The doors to the operating room whooshed open and Marta Santee, pediatric nurse, hurried from within carrying the tiny bundle swaddled from head to toe.  Looking neither right nor left, she moved along the stark hallway made more so by the glaring overhead lights and the pristine environment.  She reached the door at the end of the corridor and stepped out into the sizzling night air.  Close to midnight, yet the outside temperature hovered at one hundred and twelve degrees.  Marta handed the baby and a file folder to the Marine on duty, smiled and nodded, then returned inside.

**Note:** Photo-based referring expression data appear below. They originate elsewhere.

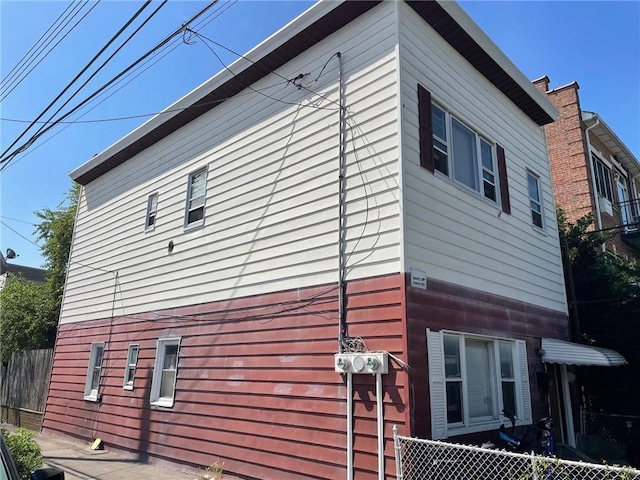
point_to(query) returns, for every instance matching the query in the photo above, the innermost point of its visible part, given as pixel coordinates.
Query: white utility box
(369, 362)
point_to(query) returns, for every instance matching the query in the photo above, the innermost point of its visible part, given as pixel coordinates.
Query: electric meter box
(368, 362)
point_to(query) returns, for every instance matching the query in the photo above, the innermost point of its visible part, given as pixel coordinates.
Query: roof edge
(295, 26)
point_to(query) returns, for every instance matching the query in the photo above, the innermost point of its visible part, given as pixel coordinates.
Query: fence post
(398, 451)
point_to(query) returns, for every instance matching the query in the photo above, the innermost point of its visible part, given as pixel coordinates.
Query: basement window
(165, 372)
(130, 369)
(92, 384)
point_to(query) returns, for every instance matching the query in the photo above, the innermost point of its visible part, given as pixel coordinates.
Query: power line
(176, 43)
(28, 55)
(143, 115)
(107, 60)
(6, 157)
(4, 95)
(17, 220)
(64, 90)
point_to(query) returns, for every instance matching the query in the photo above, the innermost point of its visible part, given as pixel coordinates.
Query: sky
(594, 43)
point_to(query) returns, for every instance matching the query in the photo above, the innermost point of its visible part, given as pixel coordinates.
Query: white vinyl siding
(94, 372)
(270, 221)
(447, 232)
(473, 379)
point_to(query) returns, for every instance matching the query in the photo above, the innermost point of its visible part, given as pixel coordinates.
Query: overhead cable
(6, 157)
(103, 64)
(70, 84)
(36, 45)
(14, 85)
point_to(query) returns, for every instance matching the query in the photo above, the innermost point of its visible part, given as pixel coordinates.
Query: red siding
(256, 387)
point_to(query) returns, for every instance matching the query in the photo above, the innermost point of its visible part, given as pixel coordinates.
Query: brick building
(593, 171)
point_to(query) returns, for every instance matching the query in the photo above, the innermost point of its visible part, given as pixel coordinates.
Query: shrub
(25, 451)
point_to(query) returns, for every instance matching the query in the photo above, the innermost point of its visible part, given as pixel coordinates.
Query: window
(473, 378)
(469, 157)
(603, 178)
(165, 372)
(93, 373)
(535, 201)
(130, 369)
(454, 149)
(196, 192)
(152, 207)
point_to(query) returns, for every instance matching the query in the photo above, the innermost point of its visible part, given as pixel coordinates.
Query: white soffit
(567, 353)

The Marine moved to the open door of a limo, stooped and placed the child in the arms of the woman on the back seat.  He handed the folder to the uniformed man beside her, waited for acknowledgment from his superior, then saluted, closed the door and stepped back.  The car sped off into the night headed for a city on the Colorado River, two hundred miles away.  The limo’s occupants settled in for the two-hour journey.  For several miles, Lieutenant Colonel Jackson Ramsey perused the file.  Once they made initial contact with their assigned liaisons and settled into the Research Housing Complex, they had a flight to catch.  Sighing, Jackson turned to Helene Luzerne, practicing pediatrician with a PhD in molecular biology and psychology.  “Let’s have a look.”

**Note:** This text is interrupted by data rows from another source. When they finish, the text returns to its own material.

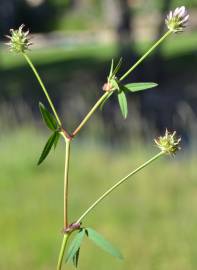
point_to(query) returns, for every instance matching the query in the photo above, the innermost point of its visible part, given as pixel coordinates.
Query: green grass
(152, 218)
(176, 45)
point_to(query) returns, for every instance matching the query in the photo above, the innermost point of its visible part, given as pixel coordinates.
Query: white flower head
(177, 20)
(169, 143)
(19, 40)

Helene lifted the cover and revealed the infant.  She gasped and glanced at Jackson, then examined the sleeping infant from the tufts of reddish-brown hair with golden highlights, down over its unblemished parchment-toned skin, to its perfect little appendages.  Despite the donor DNA gathered from designated sperm banks and specific criminal elements being a crapshoot, the multi-ethnic gene manipulation and serous fluid engineering had created a beautiful child.

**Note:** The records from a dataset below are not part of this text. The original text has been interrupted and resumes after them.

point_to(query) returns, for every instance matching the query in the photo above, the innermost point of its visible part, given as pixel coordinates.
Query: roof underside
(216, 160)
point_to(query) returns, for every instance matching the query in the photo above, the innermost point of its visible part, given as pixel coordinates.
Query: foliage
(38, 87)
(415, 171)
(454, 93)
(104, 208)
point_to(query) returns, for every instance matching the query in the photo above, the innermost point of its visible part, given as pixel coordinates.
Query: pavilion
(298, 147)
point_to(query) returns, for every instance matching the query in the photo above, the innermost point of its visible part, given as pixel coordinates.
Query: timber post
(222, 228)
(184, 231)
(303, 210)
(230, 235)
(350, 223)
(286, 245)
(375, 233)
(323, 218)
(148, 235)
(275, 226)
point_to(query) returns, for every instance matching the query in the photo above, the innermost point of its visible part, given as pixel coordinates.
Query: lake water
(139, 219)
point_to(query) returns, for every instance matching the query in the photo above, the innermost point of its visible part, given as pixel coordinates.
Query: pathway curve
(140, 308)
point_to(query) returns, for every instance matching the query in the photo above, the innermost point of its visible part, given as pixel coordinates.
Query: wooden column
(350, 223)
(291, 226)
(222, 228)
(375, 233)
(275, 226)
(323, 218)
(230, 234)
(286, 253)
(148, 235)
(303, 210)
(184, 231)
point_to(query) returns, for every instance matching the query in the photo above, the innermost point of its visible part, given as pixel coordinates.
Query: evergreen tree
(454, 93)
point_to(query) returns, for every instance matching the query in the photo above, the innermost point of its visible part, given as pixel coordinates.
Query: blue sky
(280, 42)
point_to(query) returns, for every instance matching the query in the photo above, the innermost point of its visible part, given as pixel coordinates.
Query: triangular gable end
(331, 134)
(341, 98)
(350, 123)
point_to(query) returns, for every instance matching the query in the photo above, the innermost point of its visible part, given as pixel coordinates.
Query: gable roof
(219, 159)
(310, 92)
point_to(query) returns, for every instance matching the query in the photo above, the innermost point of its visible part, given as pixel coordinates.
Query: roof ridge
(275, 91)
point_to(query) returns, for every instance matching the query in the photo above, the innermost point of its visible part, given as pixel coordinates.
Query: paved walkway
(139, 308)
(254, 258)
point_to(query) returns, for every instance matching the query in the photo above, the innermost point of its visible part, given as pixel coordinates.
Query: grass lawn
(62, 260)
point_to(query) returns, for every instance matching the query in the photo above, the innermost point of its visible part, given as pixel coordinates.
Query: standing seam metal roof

“What about eye color,” Helene demanded.  “Is it recorded?”

“Yes, it has the signature greenish-yellow hazel that should darken to that sherry-gold hazel, and there’s no birthmark.  Our experiments have finally paid off!”

Helene smiled.  Jackson had reason to be satisfied.

The institute had been conducting these experimental trials for years, but previous efforts to birth a healthy genetically altered child had failed for one reason or another.  The most frequent obstacle to success -- a flaw in the collective molecular structure.  Weakness in one component prevented the mix of effusion fluids from triggering crucial augmentation to the primary marker.  An essential element needed to develop Psi prowess.  The macromolecule had been there but recessive, which resulted in normal interracial children placed for adoption, with one exception.  A baby from a previous venture, PsiD-Es6, considered their first success, and the child the staff had named Ruthless.

There wasn’t a problem with PsiD-Es6, per se, but a lapse in cognitive thinking by the staff.  In the early days of research, ninety percent of the babies born with a viper-shaped birthmark didn’t survive.  The other ten percent couldn’t tolerate the first round of injections, were released from the trials, and put up for adoption.  PsiD-Es6 had been the exception to both percentages.

Swayed by the perfection of PsiD-Es6, personnel were careless and failed to document the birthmark at the base of its spine because it wasn’t viper-shaped.  Then, when its beginner trials progressed on schedule with success, they dismissed the birthmark as unimportant.  Afterward, treatments of serous fluids to augment specific nucleotides failed to advance chromosomes necessary for equalization.  Critical trials went awry, which generated controversy about the import of the paw-print birthmark surrounded by odd-shaped markings.  But it had been too late to reverse the processes.  PsiD-Es6 had escaped from its foster parents.